Le ultime riforme annunciate dalle monarchie del Golfo vanno però valutate con cautela, sia perché contengono dei limiti, sia perché non significano necessariamente una reale modernizzazione dei paesi da un punto di vista delle libertà individuali.
La parziale riforma del sistema di “kafala” in Arabia Saudita, per esempio, è per l’appunto parziale. La nuova legge esclude alcune categorie di lavoratori, come quelli domestici, che continueranno ad essere sottoposti alle vecchie regole, e prevede diverse limitazioni anche per chi potrà beneficiare di maggiori libertà: la norma stabilisce che il lavoratore straniero non potrà cambiare datore di lavoro prima di un anno dall’impiego, e con un preavviso le cui condizioni non sono ancora chiare. Rothna Begum, ricercatrice di Human Rights Watch, ha detto all’emittente tedesca Deutsche Welle: «Questa è a malapena una riforma, perché la questione principale è che i lavoratori rimangono incatenati ai loro datori di lavoro e possono comunque soffrire di abusi durante il periodo del contratto».
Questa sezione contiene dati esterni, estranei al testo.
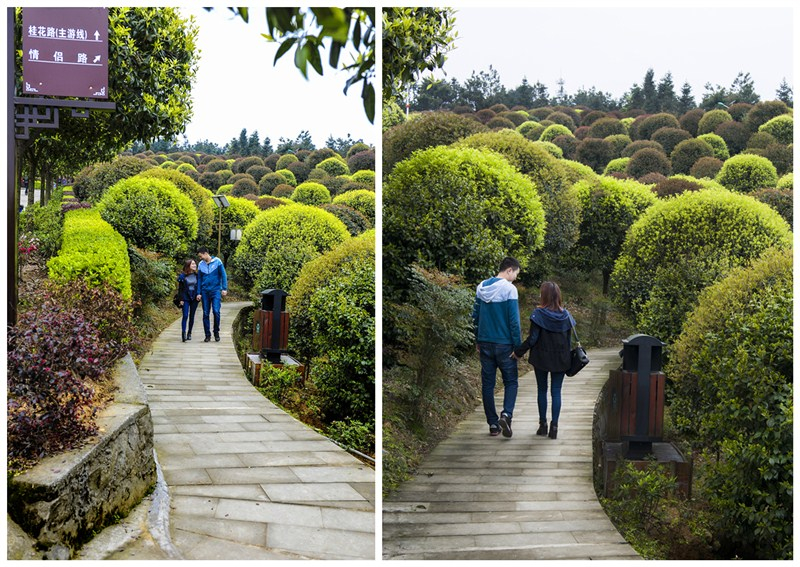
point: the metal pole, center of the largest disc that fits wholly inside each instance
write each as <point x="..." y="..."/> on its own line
<point x="12" y="195"/>
<point x="219" y="232"/>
Queste misure potrebbero essere state introdotte anche in vista dei prossimi importanti eventi internazionali che si terranno nei paesi del Golfo, e che potrebbero avere spinto i governi locali a presentare la loro faccia migliore ai paesi occidentali: si tratta del G20 che avrebbe dovuto tenersi a fine mese a Riyadh, la capitale saudita, e che però a causa della pandemia avverrà online; l’Expo che è stato rimandato di un anno, e si terrà nel 2021 a Dubai, la città emiratina più grande e il principale centro commerciale del paese; e, come detto, i Mondiali di calcio che sono programmati per il 2022 in Qatar.